Direction discrimination performances, expressed in terms of error rates for the three animal types at the two stimulus organizations and five mask densities are presented in Figure 3A. As reflected in the regression model and the figure, the error rates for coherent stimuli (mean = 0.12) were lower than error rates for scrambled stimuli (mean = 0.32). An examination of this figure reveals also a general increase in error rates with increases in mask density, as predicted by Equation 2
Figure 3
 
(A) Direction discrimination performances, expressed in terms of error rates for coherent and scrambled versions of the three walker types across five mask densities. (B) Mean error rates for coherent and scrambled conditions collapsed across animal type plotted against mask densities. Superimposed linear regression lines carry the mean slopes obtained by plotting error rates against mask density on a logarithmic scale for individual participants. Error bars represent ±1 standard error of the mean.
Figure 3
 
(A) Direction discrimination performances, expressed in terms of error rates for coherent and scrambled versions of the three walker types across five mask densities. (B) Mean error rates for coherent and scrambled conditions collapsed across animal type plotted against mask densities. Superimposed linear regression lines carry the mean slopes obtained by plotting error rates against mask density on a logarithmic scale for individual participants. Error bars represent ±1 standard error of the mean.
Figure 3B re-plots the data for coherent and scrambled conditions across the various mask densities, collapsed across animal type. To better illustrate the interaction reflected by the regression model, a further analysis of these two factors was performed with a two-tailed, paired t test comparing coherent and scrambled conditions in terms of regression slopes for individual participant data plotted on a logarithmic scale. That is, for each participant, linear regression slopes were obtained by plotting error rates against mask densities on a logarithmic scale, separately for coherent and scrambled conditions and collapsed across all other factors. The mean slopes are depicted by the regression lines in Figure 3B. As evident in the figure, the increase of errors with increasing mask density was larger for coherent than for scrambled stimuli, t(11) = 2.399, p = 0.035. 

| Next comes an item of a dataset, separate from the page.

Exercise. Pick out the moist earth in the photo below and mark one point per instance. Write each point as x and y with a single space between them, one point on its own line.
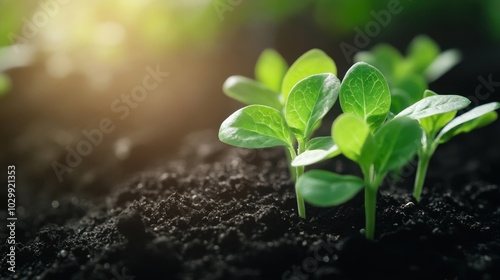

Direction discrimination performances of coherent and scrambled displays for the different sub-blocks collapsed across animal type and mask density are presented in Figure 4. As noted earlier, stimulus organization did not significantly alter the relationship between sub-block and error rate with all other variables held constant. Although not confirmed by the statistical analyses, the figure implies that some degree of learning might have occurred over the first three blocks for the coherent stimuli only. 
Figure 4
 
Direction discrimination performances, expressed in terms of error rates for coherent and scrambled stimuli for the five learning sub-blocks, collapsed across walker type and mask densities. Error bars represent ±1 standard error of the mean.
Figure 4
 
Direction discrimination performances, expressed in terms of error rates for coherent and scrambled stimuli for the five learning sub-blocks, collapsed across walker type and mask densities. Error bars represent ±1 standard error of the mean.
Discussion
With two tasks, we investigated the effects of walker familiarity (human vs. non-human), mask density, and learning on the ability to discriminate a coherent walker from a scrambled walker (walker detection task) and the ability to discriminate direction from both coherent and scrambled walker displays. While the first task relied on the observer's ability to retrieve the global motion-mediated shape of the walker, the second task (at least where the scrambled walker was involved) allowed us to assess the observer's ability to retrieve information from the local motion of the individual dots. 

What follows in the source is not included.